Many Australians spent Anzac Day morning last Thursday standing in solemn remembrance at dawn services around the country. The twilight sun rays penetrating the horizon, the cool breeze of dawn stroking eager faces as eloquent prose pulled at the strings of their emotions.

Others spent the morning, in less impressive settings, trying to propel contemplation of another sort. President of the Australian Historical Association, Professor Marilyn Lake, in an Anzac morning interview with Tim Lester, articulated her critique of how Anzac Day commemorations have become over the top, excessively politicised and reflective of ahistorical understanding – a thesis she, along with Henry Reynolds and others, published in 2010 in their provocatively titled What’s wrong with Anzac? 

Some went all the way to Gallipoli to partake in the traditional (from 1985 at least) annual gathering at Anzac Cove, something former Prime Minister Paul Keating would never do, as he famously declared in 2008, refuting the claim that Australia was born or redeemed there as “utter and complete nonsense”. He instead painted the reality of the Gallipoli campaign in the following words:

“Dragged into service by the imperial government in an ill-conceived and poorly executed campaign, we were cut to ribbons and dispatched and none of it in the defence of Australia.”

Such critique of Anzac Day is not new or uncommon. It follows a long tradition of criticism by academics, politicians and commentators alike.

Open critique from Muslims, however, is a first.

Hizb ut-Tahrir issued a media release last week critiquing the concept and practice of Anzac Day, inviting a re-think about the ‘Anzac legend’, its history and continued political abuse.

The gist of the message was that (i) the real legacy of the Anzac tradition is Australian involvement in the unjust invasions of Iraq and Afghanistan and the sacrifice of Australian troops for the imperial agendas of foreign powers, ii) the ‘Anzac legend’ is more mythology than history, used by politicians to garner nationalist sentiment, iii) from the Muslim perspective, the Gallipoli campaign represents an aggression by Allied troops against the legitimate Islamic authority of the time, the Ottoman Caliphate, hence there is nothing for Muslims to celebrate, and iv) the state should stop forcing Muslim students in Islamic schools to partake in Anzac commemorational activities because this is an imposition of values.
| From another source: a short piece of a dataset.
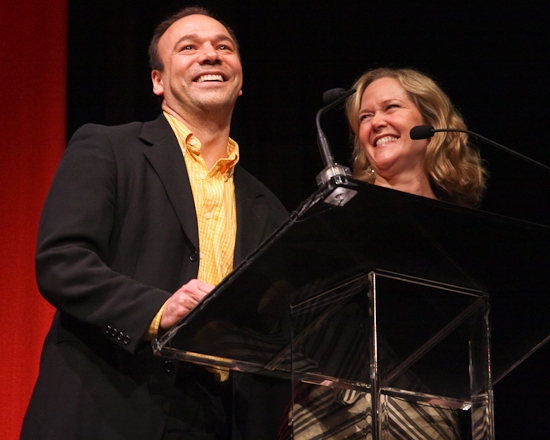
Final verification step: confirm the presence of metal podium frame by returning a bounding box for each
[153,178,550,439]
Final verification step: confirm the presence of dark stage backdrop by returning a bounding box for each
[12,0,550,439]
[0,0,67,440]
A statement directed to the Muslim community in particular advising Muslims not to partake in Anzac Day commemorations, based on the Islamic injunctions related to the matter, was also issued.

The response to this critique in media and public commentary were “howls of outrage”. Retorts were quick yet hollow, and very much exceptional – not in the ‘overwhelming positive’ sense but in the ‘unusually extraordinary’ sense.

Starting with the hollow, Tony Abbott’s well thought-out response was that Hizb ut-Tahrir has “dodgy views”. Beyond that he asserted that schools should teach students about Anzac Day – a disingenuous conflation between teaching students about the ANZACs – in history class for instance – and forcing them to commemorate Anzac Day.

The twittersphere saw a flurry of people express indignation at the lack of integration Muslims were displaying by questioning Australian traditions and values, and give the ever-ready intellectually-rigorous advice that if Muslims don’t like it in Australia the way things are they should leave. Some were generous enough to offer to cheer Muslims on as they flew “back home”.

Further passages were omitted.